Può citare un esempio positivo di convivenza tra presenza dell’attività umana e verde spontaneo?
FB In Europa uno degli esempi più significativi è il bacino della Ruhr, in Germania, che ospitava estesi complessi industriali abbandonati tra gli anni 70 e 80. Quando si decise di affrontare la situazione, fu avviato un progetto di recupero e valorizzazione della regione, creando un parco paesaggistico dove l’attività umana convive con la presenza della natura spontanea.

Cosa possono fare i cittadini per tutelare questo verde clandestino?
FB Purtroppo, come dicevo, la sensibilità sul tema è molto scarsa, specie fra noi latini: davanti a un’ex area industriale abbandonata la maggior parte delle persone vede il degrado e non la ricchezza di un piccolo bosco con il suo ecosistema. Alcuni casi positivi però ci sono stati, come ad esempio un comitato di cittadini di Brescia che si sono impegnati per tutelare un’area verde a Sanpolino, dove il Comune aveva progettato una nuova cementificazione.

La presenza e la crescita di piante spontanee però può avere anche degli effetti negativi. Ad esempio, la crescita incontrollata di piante allergene come l’ambrosia.
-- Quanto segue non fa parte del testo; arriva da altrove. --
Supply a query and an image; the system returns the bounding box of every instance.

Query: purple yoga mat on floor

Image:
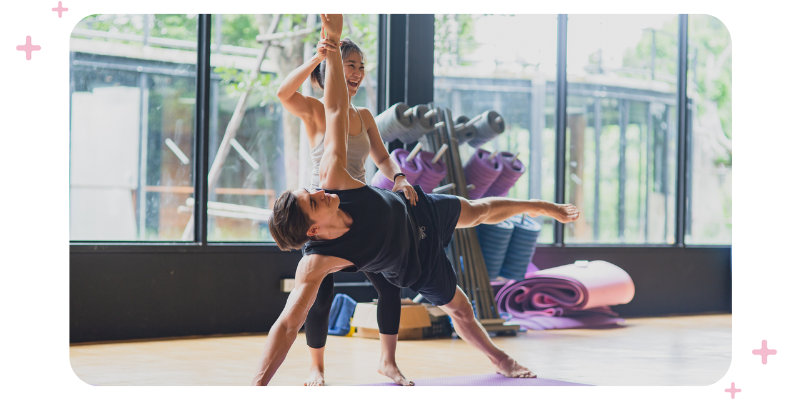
[483,151,525,197]
[358,374,592,386]
[414,151,447,193]
[371,149,422,190]
[495,260,634,330]
[464,149,503,200]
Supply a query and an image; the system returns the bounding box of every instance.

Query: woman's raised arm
[277,41,332,124]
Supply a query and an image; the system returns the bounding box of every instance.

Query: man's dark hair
[311,38,366,89]
[268,190,312,251]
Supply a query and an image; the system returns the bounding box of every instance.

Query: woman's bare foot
[494,357,536,378]
[378,362,414,386]
[528,201,581,224]
[303,367,325,386]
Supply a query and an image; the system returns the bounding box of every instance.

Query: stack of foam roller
[453,115,478,145]
[466,110,506,149]
[415,150,447,193]
[464,149,503,200]
[483,151,525,197]
[371,149,423,190]
[397,104,433,144]
[499,215,542,281]
[475,220,514,279]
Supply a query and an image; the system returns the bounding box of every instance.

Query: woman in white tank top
[278,39,417,386]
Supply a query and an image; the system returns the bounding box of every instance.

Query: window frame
[70,14,731,252]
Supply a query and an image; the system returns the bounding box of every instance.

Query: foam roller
[464,149,503,200]
[483,151,525,197]
[467,110,506,149]
[415,151,447,193]
[499,215,542,281]
[375,103,413,142]
[370,149,422,190]
[453,115,478,145]
[475,220,514,279]
[397,104,433,144]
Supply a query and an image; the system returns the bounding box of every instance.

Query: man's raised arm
[251,254,350,386]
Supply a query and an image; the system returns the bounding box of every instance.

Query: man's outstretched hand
[320,14,343,39]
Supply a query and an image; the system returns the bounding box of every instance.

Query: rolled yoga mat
[414,151,447,193]
[328,293,356,336]
[464,149,503,200]
[499,215,542,281]
[495,260,634,330]
[467,110,506,149]
[483,151,525,197]
[371,149,422,190]
[375,103,413,142]
[475,220,514,279]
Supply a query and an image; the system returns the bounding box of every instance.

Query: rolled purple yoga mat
[371,149,422,190]
[415,151,447,193]
[483,151,525,197]
[464,149,503,200]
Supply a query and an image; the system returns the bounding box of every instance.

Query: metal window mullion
[377,14,389,114]
[675,14,689,247]
[553,14,567,246]
[194,14,211,246]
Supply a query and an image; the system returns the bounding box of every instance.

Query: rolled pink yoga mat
[415,151,447,193]
[483,151,525,197]
[371,149,422,190]
[495,260,634,330]
[464,149,503,200]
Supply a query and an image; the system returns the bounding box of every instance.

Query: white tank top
[311,107,369,189]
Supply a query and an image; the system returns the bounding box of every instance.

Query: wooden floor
[70,314,731,386]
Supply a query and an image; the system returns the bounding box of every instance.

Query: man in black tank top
[252,14,580,385]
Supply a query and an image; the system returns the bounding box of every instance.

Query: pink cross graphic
[725,382,742,399]
[17,36,42,60]
[51,1,69,18]
[753,340,778,364]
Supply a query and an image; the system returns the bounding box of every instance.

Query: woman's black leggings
[306,272,400,349]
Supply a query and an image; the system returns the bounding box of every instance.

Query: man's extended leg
[456,197,580,228]
[440,287,536,378]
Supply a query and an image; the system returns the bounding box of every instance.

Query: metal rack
[421,103,519,334]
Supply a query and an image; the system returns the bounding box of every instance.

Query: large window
[434,14,557,243]
[70,14,378,241]
[564,15,678,243]
[70,14,197,241]
[686,15,732,244]
[69,14,732,244]
[203,14,377,241]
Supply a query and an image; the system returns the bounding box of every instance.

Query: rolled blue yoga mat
[328,293,356,336]
[499,215,542,281]
[475,220,514,279]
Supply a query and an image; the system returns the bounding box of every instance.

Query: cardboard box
[350,299,431,340]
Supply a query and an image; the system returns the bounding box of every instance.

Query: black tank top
[303,185,421,287]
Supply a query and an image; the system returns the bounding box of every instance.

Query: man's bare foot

FB La globalizzazione si fa sentire anche nel campo del verde clandestino. Del resto è anche vero che parte della natura che noi vediamo oggi non è autoctona. Pensiamo al castagno o alla robinia. Di sicuro c’è che alcune piante importate di recente -volontariamente o meno- sono dannose (pensiamo ai danni che procura l’ailanto) o riducono gli spazi a quelle autoctone. È una problematica difficile da affrontare e risolvere.